Yesche U. Regel

… auch Lama Yesche genannt, geboren 1957 in Köln, ist ein deutscher buddhistischer Lehrer mit jahrzehntelanger Unterrichtserfahrung. Seit 1978 organisierte er Meditationsgruppen und Seminarhäuser, zunächst in Berlin und Köln, dann das Kamalashila Institut auf Schloss Wachendorf und das Retreat-Zentrum in Windeck-Halscheid.

Von 1980-1997 war er als buddhistischer Mönch der tibetischen Karma-Kagyü-Tradition ordiniert.

Seit 2004 ist Yesche mit der MBSR-Lehrerin Angelika Wild-Regel verheiratet und sie gründeten 2005 die Praxis für Achtsamkeit, Meditation und Stressbewältigung und das PARAMITA (-Projekt) BONN.

siehe: www.paramita-projekt.de und www.mbsrbonn.de

Yesche absolvierte zahlreiche Studiengänge und Meditations-Retreats sowie eine klösterliche Drei-Jahres-Klausur. Als Mönch – und häufig als Übersetzer – war es oft seine Aufgabe eine Brücke zwischen tibetischen Lamas und westlichen Buddhismus- und Meditationsschülern herzustellen. Als seine Lehrmeister und Inspirationsquellen betrachtet Yesche den Dalai Lama, den 16. Karmapa, Khenchen Thrangu Rinpoche, Gendün Rinpoche und andere tibetische Lamas, sowie den vietnamesischen Lehrer Thich Nhat Hanh.

Schon früh begann er selber buddhistische Philosophie und Meditationen zu unterrichten, zunächst 1982 an der VHS Köln, dann ab 1991 als Lehrer in buddhistischen Zentren und seit 1996 als freiberuflich Reisender im ganzen deutschen Sprachraum. Er unterrichtet in buddhistischen Zentren ganz unterschiedlicher Richtungen sowie in allgemeinen Einrichtungen der Erwachsenenbildung.

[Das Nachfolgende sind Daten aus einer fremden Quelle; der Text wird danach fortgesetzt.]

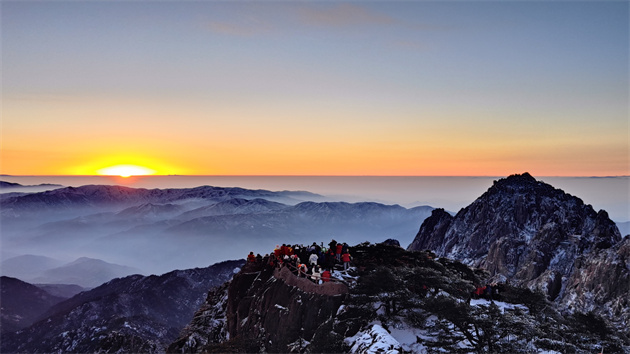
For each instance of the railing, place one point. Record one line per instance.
(332, 288)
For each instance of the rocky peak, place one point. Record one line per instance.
(261, 307)
(524, 231)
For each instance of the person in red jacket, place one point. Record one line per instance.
(346, 261)
(326, 276)
(338, 254)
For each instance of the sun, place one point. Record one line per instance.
(125, 171)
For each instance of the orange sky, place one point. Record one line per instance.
(207, 88)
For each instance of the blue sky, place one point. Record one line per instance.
(414, 88)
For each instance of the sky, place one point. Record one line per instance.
(464, 88)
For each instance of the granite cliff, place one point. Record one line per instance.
(531, 234)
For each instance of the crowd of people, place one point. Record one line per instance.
(315, 262)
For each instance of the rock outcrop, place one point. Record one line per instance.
(534, 235)
(135, 314)
(261, 308)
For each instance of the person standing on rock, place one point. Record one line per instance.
(338, 253)
(316, 274)
(346, 261)
(326, 276)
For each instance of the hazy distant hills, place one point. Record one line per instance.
(161, 229)
(138, 314)
(84, 272)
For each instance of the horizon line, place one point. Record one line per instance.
(288, 175)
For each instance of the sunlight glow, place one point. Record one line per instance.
(125, 171)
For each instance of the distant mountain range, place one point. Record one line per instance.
(132, 314)
(531, 234)
(562, 270)
(160, 229)
(84, 272)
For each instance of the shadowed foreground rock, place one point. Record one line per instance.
(261, 308)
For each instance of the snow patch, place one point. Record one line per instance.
(375, 340)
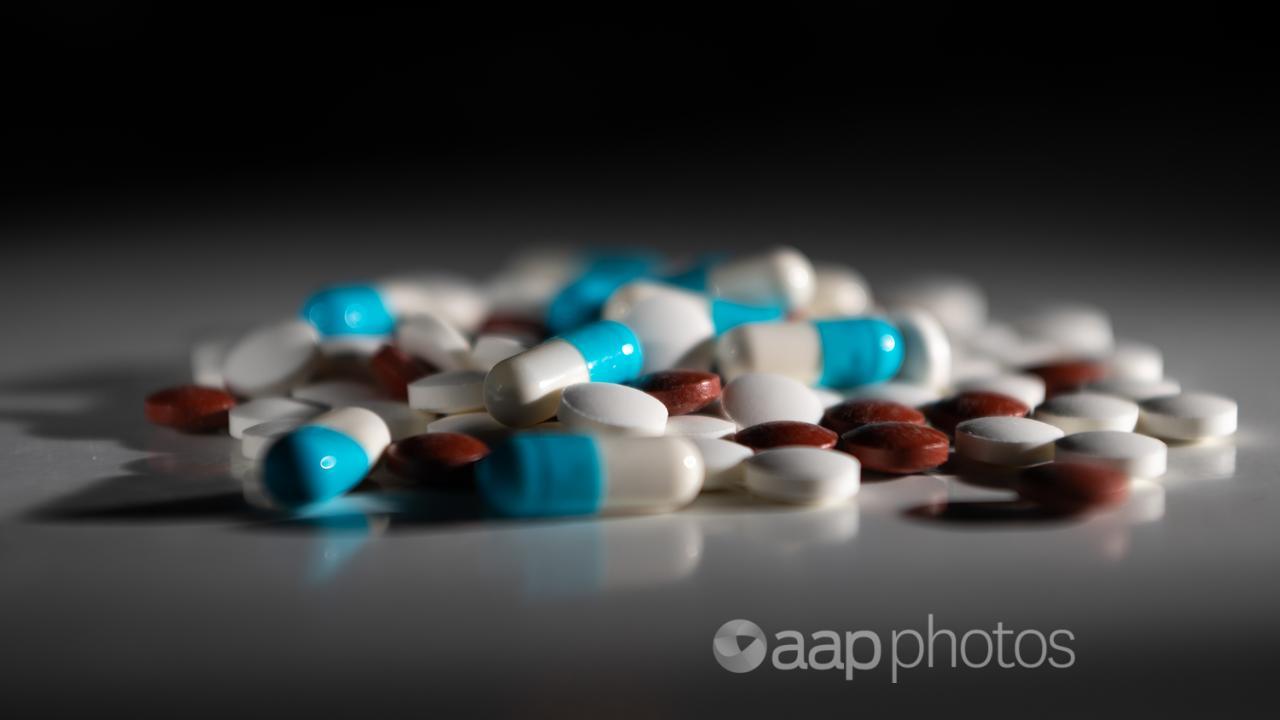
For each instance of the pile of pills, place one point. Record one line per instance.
(576, 384)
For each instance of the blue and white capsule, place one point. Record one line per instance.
(837, 352)
(677, 327)
(325, 458)
(552, 474)
(525, 390)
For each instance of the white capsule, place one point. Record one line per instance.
(448, 393)
(433, 340)
(839, 291)
(958, 304)
(1138, 456)
(1189, 417)
(1084, 411)
(1013, 442)
(272, 360)
(782, 274)
(803, 475)
(926, 349)
(762, 397)
(1024, 387)
(265, 410)
(336, 393)
(699, 427)
(1075, 329)
(611, 409)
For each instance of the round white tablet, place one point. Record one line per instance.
(1086, 411)
(1191, 415)
(1078, 329)
(1020, 386)
(448, 393)
(762, 397)
(1136, 361)
(401, 419)
(266, 409)
(904, 393)
(612, 409)
(926, 349)
(804, 475)
(492, 349)
(336, 393)
(481, 425)
(723, 461)
(699, 425)
(1136, 455)
(272, 360)
(433, 340)
(1006, 441)
(1137, 390)
(256, 440)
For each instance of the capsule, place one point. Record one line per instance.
(373, 309)
(549, 474)
(324, 458)
(782, 276)
(839, 354)
(525, 390)
(675, 324)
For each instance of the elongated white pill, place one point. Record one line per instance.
(1138, 456)
(699, 427)
(1014, 442)
(1086, 411)
(1188, 417)
(762, 397)
(272, 359)
(448, 393)
(803, 475)
(611, 409)
(266, 409)
(723, 461)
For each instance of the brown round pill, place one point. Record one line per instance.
(1072, 487)
(1068, 376)
(950, 411)
(853, 414)
(191, 409)
(681, 391)
(393, 369)
(896, 447)
(442, 460)
(781, 433)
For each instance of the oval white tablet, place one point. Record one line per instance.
(1137, 390)
(804, 475)
(1086, 411)
(433, 340)
(1006, 441)
(926, 350)
(272, 359)
(1020, 386)
(762, 397)
(256, 440)
(448, 393)
(903, 393)
(336, 393)
(723, 461)
(1191, 415)
(1136, 455)
(699, 425)
(611, 409)
(1136, 361)
(265, 410)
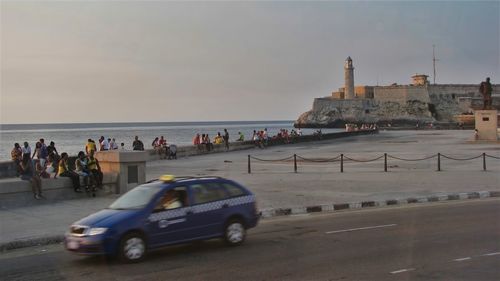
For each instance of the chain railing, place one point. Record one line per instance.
(342, 158)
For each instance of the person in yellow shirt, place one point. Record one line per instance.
(90, 146)
(218, 139)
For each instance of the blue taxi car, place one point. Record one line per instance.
(165, 212)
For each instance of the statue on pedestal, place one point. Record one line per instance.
(485, 88)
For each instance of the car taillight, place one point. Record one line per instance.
(255, 207)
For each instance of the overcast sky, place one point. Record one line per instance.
(110, 61)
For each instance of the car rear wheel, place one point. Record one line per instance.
(132, 248)
(234, 233)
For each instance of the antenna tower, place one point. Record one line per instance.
(434, 60)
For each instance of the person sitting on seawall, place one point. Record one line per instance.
(41, 171)
(83, 171)
(28, 173)
(17, 156)
(53, 158)
(95, 169)
(208, 143)
(137, 144)
(241, 137)
(26, 149)
(171, 200)
(172, 151)
(90, 146)
(64, 171)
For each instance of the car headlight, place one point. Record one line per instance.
(97, 231)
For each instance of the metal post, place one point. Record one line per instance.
(439, 161)
(249, 169)
(341, 163)
(484, 161)
(385, 162)
(295, 163)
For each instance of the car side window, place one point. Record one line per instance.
(204, 193)
(172, 199)
(233, 190)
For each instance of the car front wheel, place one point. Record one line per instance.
(132, 248)
(234, 233)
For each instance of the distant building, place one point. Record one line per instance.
(419, 101)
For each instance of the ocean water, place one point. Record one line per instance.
(72, 138)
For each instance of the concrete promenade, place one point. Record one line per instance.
(277, 186)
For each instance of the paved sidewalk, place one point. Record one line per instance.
(316, 186)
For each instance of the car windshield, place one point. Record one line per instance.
(137, 197)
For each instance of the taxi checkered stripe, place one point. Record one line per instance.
(201, 208)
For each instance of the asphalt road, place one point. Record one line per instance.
(441, 241)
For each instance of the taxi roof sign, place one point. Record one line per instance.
(167, 178)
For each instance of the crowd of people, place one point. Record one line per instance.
(259, 137)
(355, 127)
(204, 141)
(45, 160)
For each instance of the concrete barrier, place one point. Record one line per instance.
(15, 192)
(122, 170)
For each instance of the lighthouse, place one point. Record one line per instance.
(349, 79)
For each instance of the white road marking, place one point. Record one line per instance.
(402, 270)
(491, 254)
(360, 228)
(462, 259)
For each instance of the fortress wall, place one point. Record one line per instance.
(455, 90)
(328, 104)
(401, 94)
(365, 92)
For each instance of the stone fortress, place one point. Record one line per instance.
(398, 105)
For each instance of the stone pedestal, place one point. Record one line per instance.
(130, 167)
(486, 124)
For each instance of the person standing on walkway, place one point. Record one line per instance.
(53, 157)
(83, 171)
(90, 146)
(95, 169)
(28, 173)
(486, 89)
(26, 149)
(17, 156)
(226, 139)
(64, 171)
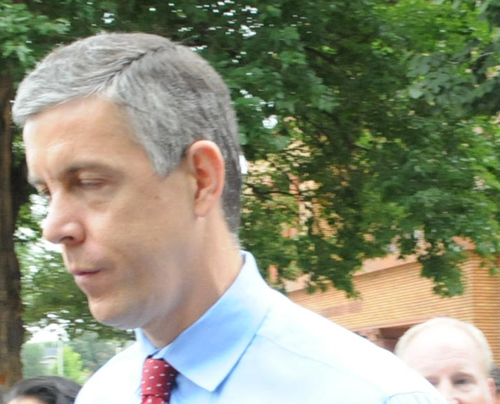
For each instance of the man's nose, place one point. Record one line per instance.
(62, 224)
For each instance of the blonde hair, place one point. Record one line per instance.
(471, 330)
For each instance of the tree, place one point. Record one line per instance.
(93, 350)
(371, 121)
(32, 358)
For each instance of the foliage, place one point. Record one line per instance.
(93, 350)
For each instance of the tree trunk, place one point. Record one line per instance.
(11, 328)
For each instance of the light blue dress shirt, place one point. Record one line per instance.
(255, 346)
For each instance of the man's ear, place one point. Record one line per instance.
(206, 164)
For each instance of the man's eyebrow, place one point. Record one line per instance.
(71, 170)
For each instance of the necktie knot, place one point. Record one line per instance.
(158, 379)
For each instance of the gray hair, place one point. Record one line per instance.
(171, 95)
(471, 330)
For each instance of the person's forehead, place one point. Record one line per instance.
(444, 344)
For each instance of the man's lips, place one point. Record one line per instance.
(84, 272)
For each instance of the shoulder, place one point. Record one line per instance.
(121, 374)
(300, 339)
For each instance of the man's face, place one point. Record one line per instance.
(453, 363)
(124, 230)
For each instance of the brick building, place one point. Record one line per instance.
(394, 297)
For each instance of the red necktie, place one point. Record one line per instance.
(158, 379)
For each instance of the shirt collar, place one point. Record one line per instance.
(206, 352)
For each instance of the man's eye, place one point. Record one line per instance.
(462, 381)
(89, 183)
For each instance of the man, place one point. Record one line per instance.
(134, 141)
(454, 356)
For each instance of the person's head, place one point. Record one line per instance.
(495, 375)
(43, 390)
(454, 356)
(170, 96)
(134, 140)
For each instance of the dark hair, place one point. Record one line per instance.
(48, 389)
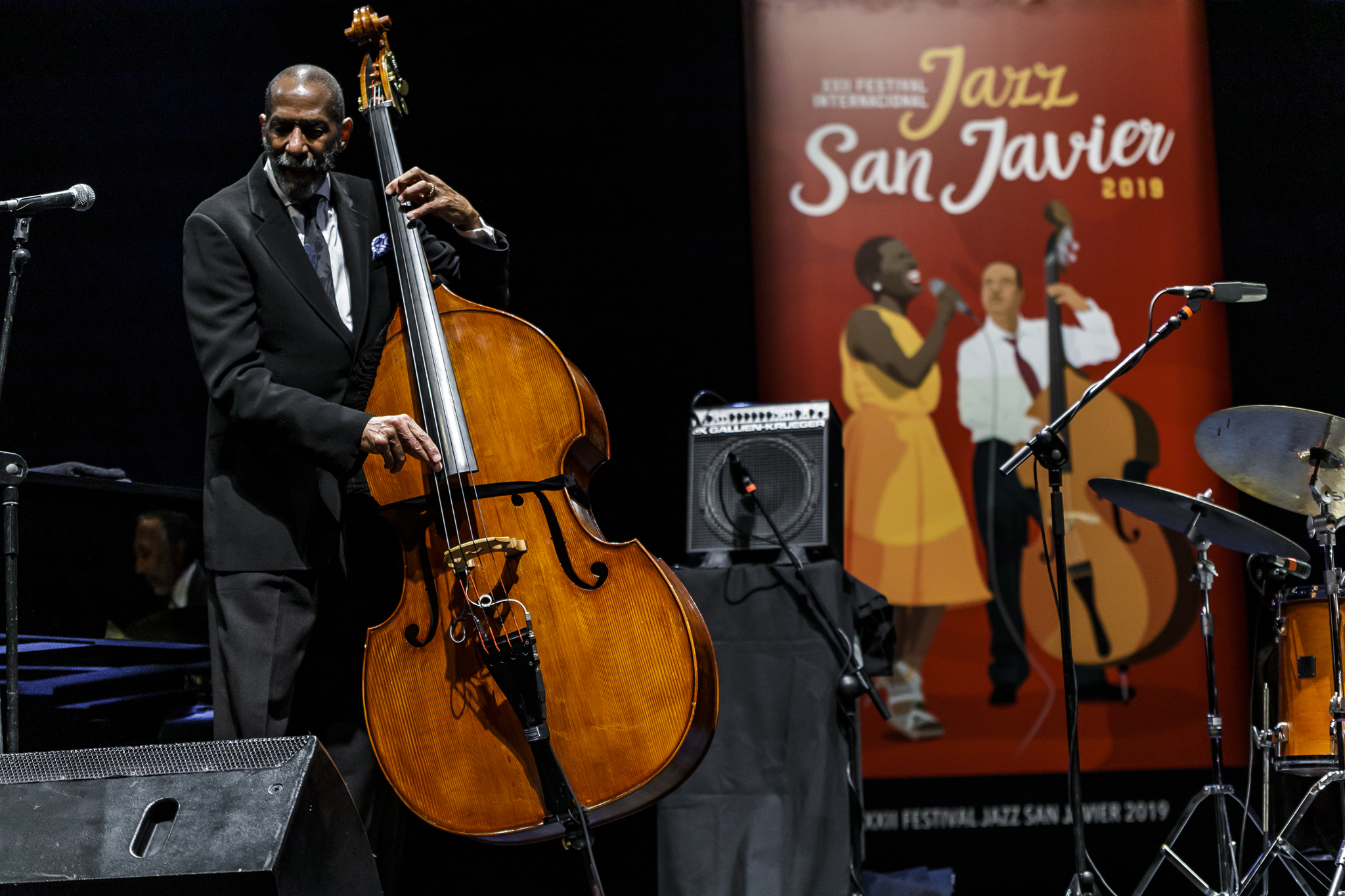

In der Freiburger Yoga-Schule entwickelte er von 1995 bis 1999 einen traditions-übergreifenden und lebensnahen Unterrichtsstil. Dabei spezialisierte er sich auf Methoden des Mahayana-Geistestrainings, Achtsamkeits- und Mitgefühls-Meditationen (wie Tonglen) sowie buddhistische Meditationen im Angesicht von Sterben und Tod.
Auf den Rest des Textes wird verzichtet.